An AWS spokesperson told Seeking Alpha that the media reports are not accurate, and the claim that these events were caused by AI is false. The spokesperson noted that in these instances, the root cause was user error, not AI error.
“This brief event was the result of user error-specifically misconfigured access controls-not AI. The service interruption was an extremely limited event last year when a single service (AWS Cost Explorer-which helps customers visualize, understand, and manage AWS costs and usage over time) in one of our two Regions in Mainland China was affected. This event didn’t impact compute, storage, database, AI technologies, or any other of the hundreds of services that we run,” said the AWS spokesperson in an emailed statement to Seeking Alpha.
The spokesperson added that after these events, the company implemented numerous additional safeguards, including mandatory peer review for production access. “Kiro puts developers in control-users need to configure which actions Kiro can take, and by default, Kiro requests authorization before taking any action,” said the spokesperson.

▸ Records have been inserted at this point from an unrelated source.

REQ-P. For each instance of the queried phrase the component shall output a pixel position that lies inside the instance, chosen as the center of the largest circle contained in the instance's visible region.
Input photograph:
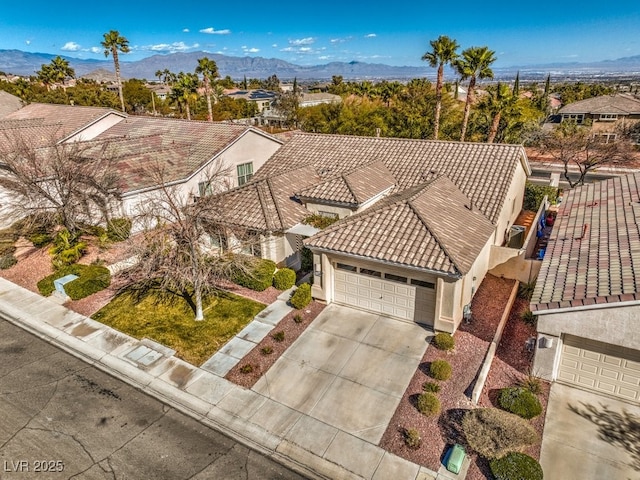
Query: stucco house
(587, 295)
(608, 115)
(417, 219)
(184, 150)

In mid-December, the Amazon cloud unit, AWS, suffered a 13-hour interruption to a system used by customers when engineers allowed its Kiro AI coding tool to carry out certain changes, the Financial Times reported, citing people with knowledge of the matter.
The report noted that the agentic tool, which is capable of taking autonomous actions for users, decided to “delete and recreate the environment.”
In October 2025, AWS experienced a major outage that disrupted several websites, apps, and online games.